Warrior Women of Yang


China National Peking Opera Company
Sadler's Wells

Li Shengsu (in white) and ensemble in Warrior Women of Yang, China National Peking Opera Company Credit: Courtesy of China National Peking Opera Company
Ensemble in Warrior Women of Yang, China National Peking Opera Company Credit: Courtesy of China National Peking Opera Company
Li Shengsu in Warrior Women of Yang, China National Peking Opera Company Credit: Courtesy of China National Peking Opera Company
Zhu Hong in Warrior Women of Yang, China National Peking Opera Company Credit: Courtesy of China National Peking Opera Company
Ma Xiangfei and Chen Guoqing in Warrior Women of Yang, China National Peking Opera Company Credit: Courtesy of China National Peking Opera Company
Li Shengsu in Warrior Women of Yang, China National Peking Opera Company Credit: Courtesy of China National Peking Opera Company

One can read about Chinese opera, its long traditions and intense training, the significance of its make-up and mime, its musical instruments, with wonder and awe, see filmed versions, but the visceral eye-blinding live theatrical experience is something else, coupled as it is with a predominantly Chinese audience’s vocal reaction and interaction—hao is its bravo shout. Hen hao, I’d say.

A rare chance for us in the West to partake of that experience is not to be missed, with or without the aid of abbreviated surtitles. The music—musicians on the stage alert to every nuance in the actors’ repertoire—is superbly evocative; the acrobatics and martial moves astonishing (think Zhang Yimou’s House of Flying Daggers and Hero films but without the aid of special effects and wires); the costumes out of this world; the acting both delicately subtle and comically blatant.

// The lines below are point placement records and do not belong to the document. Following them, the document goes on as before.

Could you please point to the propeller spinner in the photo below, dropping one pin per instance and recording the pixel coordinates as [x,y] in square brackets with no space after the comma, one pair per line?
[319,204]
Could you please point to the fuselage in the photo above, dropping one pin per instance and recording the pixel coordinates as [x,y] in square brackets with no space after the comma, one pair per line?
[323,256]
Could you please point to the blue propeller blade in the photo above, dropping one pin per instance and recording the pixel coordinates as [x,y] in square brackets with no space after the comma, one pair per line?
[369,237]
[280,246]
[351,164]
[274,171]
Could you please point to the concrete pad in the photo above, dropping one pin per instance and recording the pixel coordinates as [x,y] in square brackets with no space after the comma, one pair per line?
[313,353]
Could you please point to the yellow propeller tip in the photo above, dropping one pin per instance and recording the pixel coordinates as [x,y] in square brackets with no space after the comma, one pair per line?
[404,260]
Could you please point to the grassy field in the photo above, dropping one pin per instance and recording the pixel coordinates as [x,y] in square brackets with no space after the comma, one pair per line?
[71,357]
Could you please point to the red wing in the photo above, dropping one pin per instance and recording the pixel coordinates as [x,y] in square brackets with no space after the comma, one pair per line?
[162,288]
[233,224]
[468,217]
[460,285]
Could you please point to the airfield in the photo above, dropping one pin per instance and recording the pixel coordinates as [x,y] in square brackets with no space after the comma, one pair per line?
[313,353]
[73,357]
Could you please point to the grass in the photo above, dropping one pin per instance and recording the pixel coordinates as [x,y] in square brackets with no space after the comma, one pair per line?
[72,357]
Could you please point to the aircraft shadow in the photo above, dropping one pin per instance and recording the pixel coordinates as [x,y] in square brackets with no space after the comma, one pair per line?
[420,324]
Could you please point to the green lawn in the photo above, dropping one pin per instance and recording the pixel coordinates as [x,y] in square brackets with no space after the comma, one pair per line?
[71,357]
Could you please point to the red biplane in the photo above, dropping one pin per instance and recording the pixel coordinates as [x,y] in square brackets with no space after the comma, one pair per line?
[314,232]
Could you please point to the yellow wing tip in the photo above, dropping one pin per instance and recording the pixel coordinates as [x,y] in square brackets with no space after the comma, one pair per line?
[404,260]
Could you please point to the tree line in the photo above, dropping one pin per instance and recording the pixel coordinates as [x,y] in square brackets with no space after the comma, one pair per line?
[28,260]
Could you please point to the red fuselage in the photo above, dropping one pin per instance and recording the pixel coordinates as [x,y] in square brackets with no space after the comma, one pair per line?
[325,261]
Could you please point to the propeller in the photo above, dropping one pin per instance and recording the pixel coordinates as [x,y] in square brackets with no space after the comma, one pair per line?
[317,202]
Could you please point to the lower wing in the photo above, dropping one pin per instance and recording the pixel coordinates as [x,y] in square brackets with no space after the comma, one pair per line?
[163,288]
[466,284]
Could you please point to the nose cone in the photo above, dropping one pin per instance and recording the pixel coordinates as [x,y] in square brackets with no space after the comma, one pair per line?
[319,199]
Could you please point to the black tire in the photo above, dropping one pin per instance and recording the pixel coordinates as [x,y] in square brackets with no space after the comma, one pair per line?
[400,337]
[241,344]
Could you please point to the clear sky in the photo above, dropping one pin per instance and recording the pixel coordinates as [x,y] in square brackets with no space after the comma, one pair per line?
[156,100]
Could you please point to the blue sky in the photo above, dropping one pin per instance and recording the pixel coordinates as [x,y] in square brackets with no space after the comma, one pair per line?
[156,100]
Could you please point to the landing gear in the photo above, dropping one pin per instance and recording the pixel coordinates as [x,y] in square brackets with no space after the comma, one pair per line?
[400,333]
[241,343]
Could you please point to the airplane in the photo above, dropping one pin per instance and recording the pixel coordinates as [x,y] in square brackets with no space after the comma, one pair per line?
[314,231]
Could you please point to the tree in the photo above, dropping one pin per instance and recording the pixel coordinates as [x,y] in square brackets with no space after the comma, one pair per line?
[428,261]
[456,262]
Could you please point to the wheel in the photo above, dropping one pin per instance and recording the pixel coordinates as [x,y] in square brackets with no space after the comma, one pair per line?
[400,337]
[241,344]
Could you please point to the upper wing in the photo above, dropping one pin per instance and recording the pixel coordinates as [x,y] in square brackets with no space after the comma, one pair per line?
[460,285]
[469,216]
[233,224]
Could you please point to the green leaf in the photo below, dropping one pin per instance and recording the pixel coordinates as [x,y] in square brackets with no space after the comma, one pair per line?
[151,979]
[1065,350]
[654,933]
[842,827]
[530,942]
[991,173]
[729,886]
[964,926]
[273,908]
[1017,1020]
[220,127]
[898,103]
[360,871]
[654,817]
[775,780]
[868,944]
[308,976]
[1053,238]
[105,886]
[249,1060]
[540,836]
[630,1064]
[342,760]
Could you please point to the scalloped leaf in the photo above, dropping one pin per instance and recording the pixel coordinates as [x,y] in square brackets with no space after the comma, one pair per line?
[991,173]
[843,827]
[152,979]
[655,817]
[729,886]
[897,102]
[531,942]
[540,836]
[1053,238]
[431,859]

Amongst a large cast, the stock characters, doddery retainers, comic duos, villains, heroic women and acrobatic young men, the Emperor in royal yellow, are not difficult to read, though Chinese audiences will obviously get there before we do, able to read as they are the beautiful coded facial painting of each character as soon as they set foot on stage. Not far off pantomime or commedia dell’arte really.

But the singing, though mesmerizing, is something other, perhaps too falsetto for Western ears—and microphones set to deafening don't help. Sound engineers please take note. Guo Yaoyao’s mellower mezzo tones as the hundred-year-old matriarch of the Yang Clan not only do my ears alone appreciate, but warm applause greets her every aria.

Set during the Song Dynasty period (960-1279AD), based on the stories and genealogy of the dynastic Yang Clan, its patriotic prowess, its loyalty to the Middle Kingdom, its era of clever ‘Amazonian’ women, who defended its border when most of the male leaders had been killed off, the libretto, divided into eight scenes or chapters with musical interludes to cover for change of set, is simple enough.

The last Yang general is dead, so announce two of his clumsy surviving and possibly cowardly soldier brothers to his wife and mother on the day of his fiftieth birthday banquet, which will be attended by the dowager matriarch, who at the age of a hundred proves to be the toughest and wisest of them all. After much lamentation she insists on leading into battle her family now consisting of only women and a young boy skilled in martial arts.

They are all skilled in the martial arts. With swords and spears, with staffs and swift moves, in multi-layered costumes with four flags like angels wings on their backs, the women are no mean fighters against somersaulting back-flipping Catherine-wheeling young men.

In heavily embroidered silk costumes with water sleeves dextrously and eloquently manipulated, expressive faces and body language, and a heel-toe walking gait that looks like gliding, the women are the real deal.

And did I mention the headdresses? In fearsomely tall dancing feathers above a tier of pompoms and pearls atop determined faces that might intimidate any adversary, these women outfight and outwit their enemy lying in ambush on the mountain pass. And what skilled horsewomen they are—a staff bewigged with coloured hair is all that’s needed for a dragon hobbyhorse—music and movement do the rest.

Dating from the eighteenth century, Peking Opera fell out of favour during the Mao Cultural Revolution years, but here it is as part of the UK-China Year of Cultural Exchange 2015, its first visit to these shores in ten years with two of its leading stars, Li Shengsu and Yu Kuizhi, whom the expats welcome with loud applause.

Warrior Women of Yang is new to me, but China National Peking Opera Company’s other offering, Farewell My Concubine, many of you will know already from Chen Kaige’s wonderful 1993 film. Both are a visual treat: breath taking tableaux vivants imprint indelible pictures.

I will not say spectacle because that word will undoubtedly be bandied about in all the reviews. But I will say it's a fabulous (in every sense of the word) pageant on a stunning stage set. Up the valiant Warrior Women of Yang! Up the cast and creatives of the China National Peking Opera Company!